World Health Organisation Essential Medicines List: multiple sclerosis disease-modifying therapies application process
by Jennifer McDonell, MS Society of Canada
From Multiple Sclerosis Journal
Multiple sclerosis rates are increasing globally and while the number of treatments for the disease within the global market are also growing, access to them continues to present a concerning challenge in the treatment and care of MS. While access to safe and effective MS treatments predominantly impacts low-middle resource countries, it is also a barrier to disease management in high-resource countries.

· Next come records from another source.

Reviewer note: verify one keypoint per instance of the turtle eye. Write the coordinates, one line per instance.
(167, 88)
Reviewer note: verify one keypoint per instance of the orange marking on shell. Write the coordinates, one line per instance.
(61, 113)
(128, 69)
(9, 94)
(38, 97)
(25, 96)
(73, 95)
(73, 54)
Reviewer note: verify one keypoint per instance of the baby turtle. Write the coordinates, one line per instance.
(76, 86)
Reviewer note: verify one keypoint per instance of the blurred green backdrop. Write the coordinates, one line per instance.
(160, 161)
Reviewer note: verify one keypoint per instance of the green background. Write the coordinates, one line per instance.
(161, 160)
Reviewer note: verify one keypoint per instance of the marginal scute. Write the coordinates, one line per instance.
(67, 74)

As defined by the World Health Organization (WHO), ‘the model list of essential medicines contains the medications considered to be the most effective and safe to meet the most important needs of a health system’, subsequently it is often used by countries to establish their own lists of essential medications. The financial burden MS places on health and socioeconomic systems is vast and well documented, particularly in populations of MS patients who are untreated. Though there are more than a dozen medications for MS with regulatory approval globally, there are no medications on the EML for MS.
In 2018, the Multiple Sclerosis International Federation (MSIF) addressed this therapeutic gap by applying to the WHO to include three MS medications from different drug categories on the EML. Other MS medications have been submitted to previous versions of the EML, however none of the applications, including the recent MSIF submission have been successful.

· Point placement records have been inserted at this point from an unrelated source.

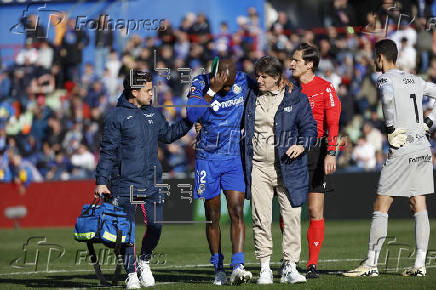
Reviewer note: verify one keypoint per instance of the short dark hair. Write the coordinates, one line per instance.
(388, 48)
(309, 53)
(133, 80)
(269, 65)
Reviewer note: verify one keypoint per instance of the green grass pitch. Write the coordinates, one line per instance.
(182, 257)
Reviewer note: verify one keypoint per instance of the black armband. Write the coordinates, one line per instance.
(429, 122)
(390, 130)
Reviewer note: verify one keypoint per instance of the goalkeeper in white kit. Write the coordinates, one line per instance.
(408, 170)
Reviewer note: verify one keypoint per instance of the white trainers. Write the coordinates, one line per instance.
(240, 275)
(146, 278)
(220, 278)
(291, 275)
(265, 277)
(132, 281)
(415, 271)
(282, 266)
(362, 271)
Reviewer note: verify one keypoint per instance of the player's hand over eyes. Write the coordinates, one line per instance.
(294, 151)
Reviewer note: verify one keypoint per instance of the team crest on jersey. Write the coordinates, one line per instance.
(236, 89)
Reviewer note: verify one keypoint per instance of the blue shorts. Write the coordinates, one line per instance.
(212, 176)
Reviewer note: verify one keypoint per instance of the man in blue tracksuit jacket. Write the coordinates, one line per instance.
(129, 162)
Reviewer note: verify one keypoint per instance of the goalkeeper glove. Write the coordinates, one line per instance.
(428, 123)
(397, 138)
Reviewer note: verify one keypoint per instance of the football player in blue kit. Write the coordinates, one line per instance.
(216, 100)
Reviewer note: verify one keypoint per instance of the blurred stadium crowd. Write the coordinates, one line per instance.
(52, 105)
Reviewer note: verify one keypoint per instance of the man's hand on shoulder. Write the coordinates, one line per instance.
(101, 190)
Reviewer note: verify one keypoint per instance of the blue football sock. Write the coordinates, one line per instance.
(217, 260)
(237, 259)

MS is a complex disease, and its treatment can be equally as complicated. There is no MS treatment algorithm, no ‘one-size’ fits all. Robust clinical trial data demonstrating safety and efficacy, in addition to health and economic status, life stage, age, monitoring requirements, comorbidities, and other factors must be considered when selecting the best medication for a patient. How is ‘best’ defined though? Is it affordability? Safety during pregnancy? Avoiding agents that carry risks known to exacerbate certain pre-existing conditions? Pediatric patients, progressive patients, unresponsive patients, the list is extensive and unique to each person living with the disease. While all MS medications play an important role in the management of the disease, applying for all currently available medications on the international market was not a realistic goal. Instead, MSIF’s application aimed to establish a baseline of the minimum number of treatments that could treat the highest number of MS patients and following significant consideration, selected glatiramer acetate, fingolimod and ocrelizumab.

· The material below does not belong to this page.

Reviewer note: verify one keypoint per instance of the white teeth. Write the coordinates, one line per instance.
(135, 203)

Though the application was unsuccessful, several other issues related to access to care and treatment emerged that will influence which medications are considered for future EML applications. For example, a greater understanding of resources available in low-to middle income countries is required to establish MS treatment guidelines that are representative of a country’s ability to provide optimal treatment and care. Off-label agents that may be considered out-of-date or lacking data in high-income countries may be the only treatments for people living with MS in low-resource settings due to lower cost and availability. The 2018 application to the WHO included MS medications with marketing authorization only, as phase three trial data for these agents was identified as priority, however it was suggested a more inclusive approach to MS medication selection be considered in subsequent EML applications.
The outcome of the application process was disappointing. However, the work done by MSIF and its partners has increased global awareness of the importance of access to MS treatments. The MS movement has strengthened its role in advocating for access to treatment and care for people living with MS worldwide.